The problem with most of the companies who are being investigated for 'improper stock option grants' involves 'back-dating of those option grants. In a nutshell, companies give stock options to certain key employees. Those options allow the employees to buy a significant number of shares at a specific stock price (strike price). That price is usually the stock price on the date on which the options are granted. The idea is that the key employees will work hard to make the company more profitable and then they can benefit from the resulting higher stock price.

The problem is that some of these companies granted options on one date, but listed the option grant as occurring on a date in the past - a date on which the stock was priced much lower. That would allow those people who received stock options to buy shares at a much lower price. That is illegal and immoral. That's why it's such a potential problem.

When a company gives stock options to its employees, there is an expense involved. After all - if the employees ever exercise their rights to buy stock at the strike price, the company must deliver those shares to the people who exercise. If the company does not already own the shares, it must go to the marketplace and buy the shares at the current price and then sell those shares to the employee at a discount. That results in a loss - and that is bad for the stockholders. Even if the company owns the shares, if it delivers those shares to the employees who exercise options, they lose money. They owned shares worth one price, but they had to sell that stock at a lower price to the employees. Also bad for shareholders.

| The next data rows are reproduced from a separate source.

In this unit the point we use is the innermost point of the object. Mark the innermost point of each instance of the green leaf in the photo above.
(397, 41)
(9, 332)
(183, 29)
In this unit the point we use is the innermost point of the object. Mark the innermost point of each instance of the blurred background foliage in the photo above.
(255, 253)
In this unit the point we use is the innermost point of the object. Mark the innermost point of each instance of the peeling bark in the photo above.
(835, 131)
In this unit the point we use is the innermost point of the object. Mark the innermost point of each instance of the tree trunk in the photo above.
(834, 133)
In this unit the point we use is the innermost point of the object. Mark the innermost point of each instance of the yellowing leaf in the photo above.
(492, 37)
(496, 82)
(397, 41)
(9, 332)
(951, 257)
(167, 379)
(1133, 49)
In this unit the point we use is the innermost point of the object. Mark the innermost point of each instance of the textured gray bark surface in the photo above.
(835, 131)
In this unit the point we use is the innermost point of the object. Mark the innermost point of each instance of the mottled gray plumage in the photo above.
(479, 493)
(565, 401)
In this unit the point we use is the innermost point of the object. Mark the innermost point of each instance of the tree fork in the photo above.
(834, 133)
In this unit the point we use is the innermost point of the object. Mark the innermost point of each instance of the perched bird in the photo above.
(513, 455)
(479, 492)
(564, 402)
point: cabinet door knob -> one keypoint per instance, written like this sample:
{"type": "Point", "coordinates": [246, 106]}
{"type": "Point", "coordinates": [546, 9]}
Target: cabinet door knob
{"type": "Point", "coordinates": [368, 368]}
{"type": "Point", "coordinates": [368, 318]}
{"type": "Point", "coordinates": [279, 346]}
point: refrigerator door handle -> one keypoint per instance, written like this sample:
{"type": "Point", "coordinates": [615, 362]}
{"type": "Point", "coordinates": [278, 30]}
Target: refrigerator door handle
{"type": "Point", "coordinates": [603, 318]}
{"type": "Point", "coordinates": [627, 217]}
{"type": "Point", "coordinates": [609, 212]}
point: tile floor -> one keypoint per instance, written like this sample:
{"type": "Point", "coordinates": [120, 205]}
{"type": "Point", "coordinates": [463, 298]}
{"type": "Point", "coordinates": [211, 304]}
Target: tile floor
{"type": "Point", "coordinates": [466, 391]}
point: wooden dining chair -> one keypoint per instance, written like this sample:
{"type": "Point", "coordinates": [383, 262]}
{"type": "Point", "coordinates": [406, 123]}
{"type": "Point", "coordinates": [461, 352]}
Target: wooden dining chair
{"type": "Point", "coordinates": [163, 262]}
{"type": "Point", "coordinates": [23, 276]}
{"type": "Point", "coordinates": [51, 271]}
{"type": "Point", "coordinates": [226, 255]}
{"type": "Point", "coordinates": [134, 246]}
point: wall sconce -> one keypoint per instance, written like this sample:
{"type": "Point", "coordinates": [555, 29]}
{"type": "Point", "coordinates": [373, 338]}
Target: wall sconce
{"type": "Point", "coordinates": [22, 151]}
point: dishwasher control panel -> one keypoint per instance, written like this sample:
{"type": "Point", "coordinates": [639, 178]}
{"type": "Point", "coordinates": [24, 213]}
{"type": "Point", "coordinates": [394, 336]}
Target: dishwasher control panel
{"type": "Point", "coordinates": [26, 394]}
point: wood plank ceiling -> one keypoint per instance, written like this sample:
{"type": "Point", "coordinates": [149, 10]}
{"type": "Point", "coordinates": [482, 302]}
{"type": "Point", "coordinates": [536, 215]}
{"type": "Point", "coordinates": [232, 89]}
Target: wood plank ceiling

In recent times, companies can no longer simply give out options. They must expense them. The value of the options is determined my a formula (Black Scholes) and the cost of those options should be listed as an ordinary business expense. Today's problem occurs when companies either do not list the option grants as an expense - or because they did something wrong with backdating. All in all, those once popular option grants are not a good thing for shareholders. But, I have no clue how significant the expense is or if the stock price will suffer.